Investment Approach
When constructing portfolios, we focus our attention on time-tested, sound investment practices. This results in high-quality, prudent and individually-built portfolios:
Appropriate diversification: No single holding should have undue influence on the overall portfolio. This means that we will recommend holding a diverse assortment of securities to ensure that we are limiting risk in the portfolio. We also take into account the historic volatility of any individual security, and how it impacts on the risk profile of the portfolio.
An emphasis on cash-flows: History tells us that a very large proportion of total returns stem from the cash flows generated by the securities we hold. We believe that companies that pay a healthy, stable, and sustainable dividend to their shareholders are more likely to yield strong returns over time for investors.
A portfolio approach: Investment decisions should be made in the context of the entire portfolio. A client’s financial plan feeds into our overall asset allocation recommendation, and a client’s tax situation impacts on our recommendation for how each individual account is structured.
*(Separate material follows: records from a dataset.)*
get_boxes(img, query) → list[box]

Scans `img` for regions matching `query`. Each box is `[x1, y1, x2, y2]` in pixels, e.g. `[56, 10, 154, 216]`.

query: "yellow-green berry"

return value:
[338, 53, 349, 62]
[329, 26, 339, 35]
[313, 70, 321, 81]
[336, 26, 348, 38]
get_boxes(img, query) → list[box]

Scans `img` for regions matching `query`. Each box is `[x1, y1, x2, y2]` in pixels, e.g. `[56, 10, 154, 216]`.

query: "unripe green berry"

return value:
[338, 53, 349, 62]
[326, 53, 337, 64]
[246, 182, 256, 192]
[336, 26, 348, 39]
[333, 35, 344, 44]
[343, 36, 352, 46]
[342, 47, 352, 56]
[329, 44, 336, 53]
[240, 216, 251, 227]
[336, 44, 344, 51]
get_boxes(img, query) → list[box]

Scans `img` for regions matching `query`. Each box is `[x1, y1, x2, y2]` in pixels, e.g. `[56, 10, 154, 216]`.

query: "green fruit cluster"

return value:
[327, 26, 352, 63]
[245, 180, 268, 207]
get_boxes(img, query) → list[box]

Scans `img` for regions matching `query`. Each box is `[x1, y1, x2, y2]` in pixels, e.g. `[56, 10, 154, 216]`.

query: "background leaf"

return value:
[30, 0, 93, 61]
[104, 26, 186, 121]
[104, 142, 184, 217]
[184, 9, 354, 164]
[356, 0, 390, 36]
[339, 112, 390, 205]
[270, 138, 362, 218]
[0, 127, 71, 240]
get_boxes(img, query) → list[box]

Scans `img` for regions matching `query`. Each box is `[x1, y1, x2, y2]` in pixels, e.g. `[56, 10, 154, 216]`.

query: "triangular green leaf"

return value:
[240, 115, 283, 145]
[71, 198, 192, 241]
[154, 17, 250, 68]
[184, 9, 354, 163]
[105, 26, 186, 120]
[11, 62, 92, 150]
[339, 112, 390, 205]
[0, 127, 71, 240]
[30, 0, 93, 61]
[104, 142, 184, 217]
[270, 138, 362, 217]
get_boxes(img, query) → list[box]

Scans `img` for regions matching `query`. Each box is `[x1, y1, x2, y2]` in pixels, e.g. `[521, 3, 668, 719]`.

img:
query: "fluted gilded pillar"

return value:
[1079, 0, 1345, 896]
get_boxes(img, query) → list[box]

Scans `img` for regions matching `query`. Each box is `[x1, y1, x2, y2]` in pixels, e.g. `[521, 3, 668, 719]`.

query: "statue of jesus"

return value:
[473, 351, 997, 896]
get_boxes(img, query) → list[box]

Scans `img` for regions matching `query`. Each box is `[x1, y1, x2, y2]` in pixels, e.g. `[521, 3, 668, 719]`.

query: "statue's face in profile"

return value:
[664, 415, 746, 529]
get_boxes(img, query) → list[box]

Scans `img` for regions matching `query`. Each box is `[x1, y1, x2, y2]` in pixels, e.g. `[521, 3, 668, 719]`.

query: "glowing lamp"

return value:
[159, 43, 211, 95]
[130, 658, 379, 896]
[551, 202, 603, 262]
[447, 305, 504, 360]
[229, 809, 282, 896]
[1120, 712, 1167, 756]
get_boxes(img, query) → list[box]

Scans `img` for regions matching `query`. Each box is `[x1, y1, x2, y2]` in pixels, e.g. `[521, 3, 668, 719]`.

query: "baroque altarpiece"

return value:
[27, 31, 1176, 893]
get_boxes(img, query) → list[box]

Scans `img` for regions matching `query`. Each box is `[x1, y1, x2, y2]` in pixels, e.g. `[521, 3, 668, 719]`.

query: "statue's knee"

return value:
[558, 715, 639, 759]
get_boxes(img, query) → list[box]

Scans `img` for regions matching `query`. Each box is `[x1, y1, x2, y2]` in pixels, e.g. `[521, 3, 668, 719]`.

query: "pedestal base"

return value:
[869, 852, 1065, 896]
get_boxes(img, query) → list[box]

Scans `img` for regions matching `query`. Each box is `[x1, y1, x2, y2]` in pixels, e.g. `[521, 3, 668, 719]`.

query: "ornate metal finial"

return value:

Every recommendation we make looks not only at the quality of the individual security but also at its impact on the portfolio as a whole.
Review and rebalancing: The construction of a portfolio is an important step, but its ongoing maintenance is critical. From time to time, it is appropriate to make changes to the asset allocation of a portfolio, either as part of the financial planning process or proactively based on the evolution of financial markets.